Selon un rapport de Reuters, parallèlement aux capacités impressionnantes de Muse, des tests internes ont également révélé une série de problèmes de sécurité et de fiabilité. D'après le rapport, des employés ont réussi à amener le système à contourner les mécanismes de protection et à exposer des photos privées provenant d'iCloud, après qu'il a été demandé à l'agent d'identifier des jouets sur des photos de l'anniversaire d'un enfant.

Architecture et sécurité du système

Muse repose sur une approche lui permettant de se connecter à une gamme de services et d'applications, notamment le courrier électronique, les calendriers, les paiements, les achats, la santé et la maison connectée. Les utilisateurs peuvent choisir les services à connecter et révoquer les autorisations à tout moment. Chaque agent fonctionne au sein d'une machine virtuelle distincte dans le cloud, ce qui lui permet de continuer à exécuter des tâches même lorsque l'utilisateur est inactif.

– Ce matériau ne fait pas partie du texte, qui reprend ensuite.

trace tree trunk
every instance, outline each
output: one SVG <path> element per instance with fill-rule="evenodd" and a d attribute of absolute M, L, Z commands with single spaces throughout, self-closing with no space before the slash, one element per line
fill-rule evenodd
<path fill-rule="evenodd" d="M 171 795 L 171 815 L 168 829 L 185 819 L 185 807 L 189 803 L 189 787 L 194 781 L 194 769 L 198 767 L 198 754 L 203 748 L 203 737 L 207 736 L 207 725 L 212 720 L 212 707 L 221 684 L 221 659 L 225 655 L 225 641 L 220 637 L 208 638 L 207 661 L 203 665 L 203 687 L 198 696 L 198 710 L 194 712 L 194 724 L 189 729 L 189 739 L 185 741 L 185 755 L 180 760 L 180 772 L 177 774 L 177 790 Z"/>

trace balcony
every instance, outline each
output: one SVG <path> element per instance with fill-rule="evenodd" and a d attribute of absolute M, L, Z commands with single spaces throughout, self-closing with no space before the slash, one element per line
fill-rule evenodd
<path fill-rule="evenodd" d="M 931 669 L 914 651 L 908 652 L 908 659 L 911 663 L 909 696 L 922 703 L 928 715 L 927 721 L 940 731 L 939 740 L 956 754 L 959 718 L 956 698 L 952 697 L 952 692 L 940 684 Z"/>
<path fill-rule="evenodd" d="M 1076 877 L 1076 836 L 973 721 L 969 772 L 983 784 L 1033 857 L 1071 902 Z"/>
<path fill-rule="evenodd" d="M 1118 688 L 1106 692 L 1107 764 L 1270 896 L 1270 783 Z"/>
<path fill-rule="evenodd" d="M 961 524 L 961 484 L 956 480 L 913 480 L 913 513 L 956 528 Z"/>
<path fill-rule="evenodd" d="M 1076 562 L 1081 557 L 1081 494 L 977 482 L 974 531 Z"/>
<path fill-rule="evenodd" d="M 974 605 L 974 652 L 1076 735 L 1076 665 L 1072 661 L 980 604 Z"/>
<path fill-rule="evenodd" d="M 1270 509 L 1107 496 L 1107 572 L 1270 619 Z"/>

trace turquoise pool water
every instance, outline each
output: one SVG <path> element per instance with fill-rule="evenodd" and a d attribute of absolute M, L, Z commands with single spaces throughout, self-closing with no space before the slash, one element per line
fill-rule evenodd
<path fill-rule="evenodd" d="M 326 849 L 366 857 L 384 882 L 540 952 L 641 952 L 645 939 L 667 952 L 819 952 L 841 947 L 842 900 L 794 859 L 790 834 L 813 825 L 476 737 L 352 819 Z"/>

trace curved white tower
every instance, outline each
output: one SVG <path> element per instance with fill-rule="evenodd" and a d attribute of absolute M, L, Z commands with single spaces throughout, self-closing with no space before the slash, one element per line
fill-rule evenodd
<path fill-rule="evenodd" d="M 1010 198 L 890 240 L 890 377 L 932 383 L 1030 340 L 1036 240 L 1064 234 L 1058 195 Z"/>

Meta a également intégré une couche de supervision conçue pour examiner les actions prévues par l'agent et exiger l'approbation de l'utilisateur avant toute opération sensible. Le vice-président des produits d'intelligence artificielle de l'entreprise, Vishal Shah, a déclaré à Reuters que le lancement avait été retardé par rapport au mois d'avril afin d'améliorer le niveau de sécurité. Selon lui, il est impossible de garantir qu'un tel système ne commettra jamais d'erreur, mais son architecture a été conçue pour le rendre aussi sûr et privé que possible.

« Il est impossible de garantir qu'un tel système ne commettra jamais d'erreur, mais son architecture a été conçue pour le rendre aussi sûr et privé que possible. »

Fiabilité et monétisation

Malgré cela, les tests internes ont également mis en évidence des problèmes de stabilité du système. Le directeur de la technologie de Meta, Andrew Bosworth, a signalé avoir dû se reconnecter au service à plusieurs reprises. Un autre employé a décrit des défaillances dans un système conçu pour suivre les produits et les billets, notamment des arrêts de rafraîchissement des pages et la désactivation du suivi sans raison évidente.

Pour Meta, ce lancement s'inscrit dans la vision de Mark Zuckerberg de créer une « super intelligence personnelle » pour les utilisateurs de l'entreprise. Parallèlement, il s'agit également d'une tentative d'élargir les sources de revenus au-delà de la publicité, l'entreprise prévoyant d'investir plus de 130 milliards de dollars cette année dans les infrastructures d'intelligence artificielle. La version de base de Muse est proposée gratuitement, aux côtés de formules payantes à 20 dollars et 100 dollars par mois pour les utilisateurs intensifs.

Meta permet aux utilisateurs de choisir de ne pas utiliser leurs interactions pour l'entraînement des modèles d'intelligence artificielle et prévoit de lancer plus tard dans l'année une version chiffrée du service. Le lancement illustre le passage rapide de l'industrie technologique des chatbots fournissant des réponses à des agents dotés d'autorisations et exécutant des actions dans le monde réel, tout en soulignant le défi central de la technologie : comment permettre une large autonomie sans perdre le contrôle des données personnelles et des opérations sensibles.